İrfan Can Kahveci bugün Galatasaray veya Beşiktaş'ta oynasa harikalar yaratır. Bu adamın iki sezon önce neler yaptığını hep birlikte izledik.
Ruhunu paraya satan Mourinho takımla birlikte İrfan Can'ın da kimyasını bozdu. Gelenler de tarif edilen yönün aksine yürüdüğü için sahada yürüyen yabancılarda inat ediyor. Peki kim kaybediyor Fenerbahçe! Çuvalla para harcanan bir takımda adam harcamak ne ki Nasılsa teknik adamların bütün zararları karşılanıyor!

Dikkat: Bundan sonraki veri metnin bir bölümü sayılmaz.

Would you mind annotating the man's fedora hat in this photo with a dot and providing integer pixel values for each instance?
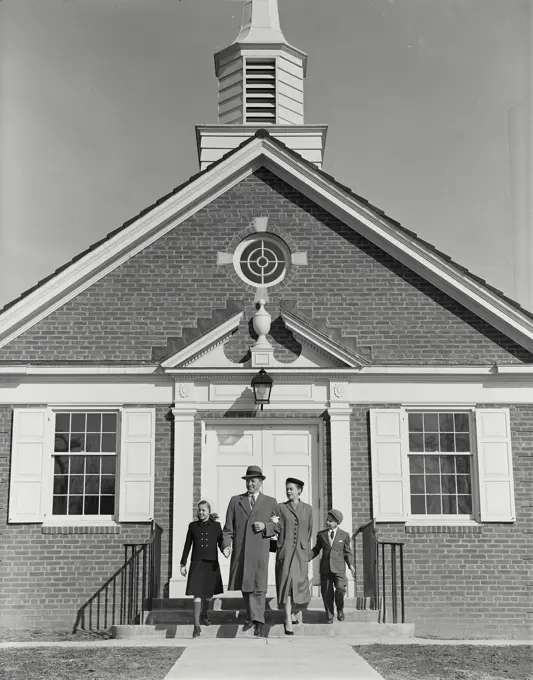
(254, 471)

Fenerbahçe tarihi bir borcun altındayken bile astronomik transferler el üstünde tutulurken, hiçbir başarısızlığın sonucunda futbolcular suçlanmadı. Yıllardır bütün sırları ifşa edilmiş takımda futbolcu beyler sahanın içinde bile istirahate buyurdular. Hakemlere ve yapı meselesine sığınıp kapının arkasına saklananlar da o gamsızları doyurdular.
Başarısızlığın temeli budur. Kimse kayıplardan dersini almayı ve eleştiriyi sevmiyor, yağcılığı seviyor, maaşa bağlanan trolleri. O yüzden film devam ediyor.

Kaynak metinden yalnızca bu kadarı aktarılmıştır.